When I googled it I only found writing option to HDFS.
import org.apache.hadoop.conf.Configuration;
import org.apache.hadoop.fs.FileSystem;
import org.apache.hadoop.fs.Path;
import java.io.PrintWriter;
/**
* #author ${user.name}
*/
object App {
//def foo(x : Array[String]) = x.foldLeft("")((a,b) => a + b)
def main(args : Array[String]) {
println( "Trying to write to HDFS..." )
val conf = new Configuration()
//conf.set("fs.defaultFS", "hdfs://quickstart.cloudera:8020")
conf.set("fs.defaultFS", "hdfs://192.168.30.147:8020")
val fs= FileSystem.get(conf)
val output = fs.create(new Path("/tmp/mySample.txt"))
val writer = new PrintWriter(output)
try {
writer.write("this is a test")
writer.write("\n")
}
finally {
writer.close()
println("Closed!")
}
println("Done!")
}
}
Please help me.How can read the file or load file from HDFS using scala.
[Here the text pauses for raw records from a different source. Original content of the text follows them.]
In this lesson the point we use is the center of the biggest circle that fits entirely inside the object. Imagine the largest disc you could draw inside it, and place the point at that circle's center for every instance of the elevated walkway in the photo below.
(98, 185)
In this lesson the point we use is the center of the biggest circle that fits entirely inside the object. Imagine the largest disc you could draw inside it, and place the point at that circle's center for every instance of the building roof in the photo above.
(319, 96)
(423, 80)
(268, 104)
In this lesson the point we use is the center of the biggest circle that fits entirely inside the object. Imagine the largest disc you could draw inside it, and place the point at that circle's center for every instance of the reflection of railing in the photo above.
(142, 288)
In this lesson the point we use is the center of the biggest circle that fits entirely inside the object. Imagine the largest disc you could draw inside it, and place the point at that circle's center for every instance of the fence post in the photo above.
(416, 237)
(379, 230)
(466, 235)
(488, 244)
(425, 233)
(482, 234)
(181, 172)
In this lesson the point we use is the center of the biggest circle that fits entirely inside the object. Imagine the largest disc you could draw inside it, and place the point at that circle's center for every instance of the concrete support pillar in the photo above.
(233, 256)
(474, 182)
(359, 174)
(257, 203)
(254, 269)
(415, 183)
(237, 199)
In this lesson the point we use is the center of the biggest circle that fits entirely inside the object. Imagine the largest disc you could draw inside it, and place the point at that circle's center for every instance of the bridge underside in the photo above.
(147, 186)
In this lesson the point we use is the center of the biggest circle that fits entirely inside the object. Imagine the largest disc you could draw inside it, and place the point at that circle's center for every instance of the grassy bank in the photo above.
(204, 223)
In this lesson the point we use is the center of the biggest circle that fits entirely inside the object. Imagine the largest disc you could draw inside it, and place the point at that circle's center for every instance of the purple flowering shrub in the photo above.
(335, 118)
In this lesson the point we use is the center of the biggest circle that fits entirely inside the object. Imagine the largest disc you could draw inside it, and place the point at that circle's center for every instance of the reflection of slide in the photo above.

One of the ways (kinda in functional style) could be like this:
import org.apache.hadoop.conf.Configuration
import org.apache.hadoop.fs.{FileSystem, Path}
import java.net.URI
import scala.collection.immutable.Stream
val hdfs = FileSystem.get(new URI("hdfs://yourUrl:port/"), new Configuration())
val path = new Path("/path/to/file/")
val stream = hdfs.open(path)
def readLines = Stream.cons(stream.readLine, Stream.continually( stream.readLine))
//This example checks line for null and prints every existing line consequentally
readLines.takeWhile(_ != null).foreach(line => println(line))
Also you could take a look this article or here and here, these questions look related to yours and contain working (but more Java-like) code examples if you're interested.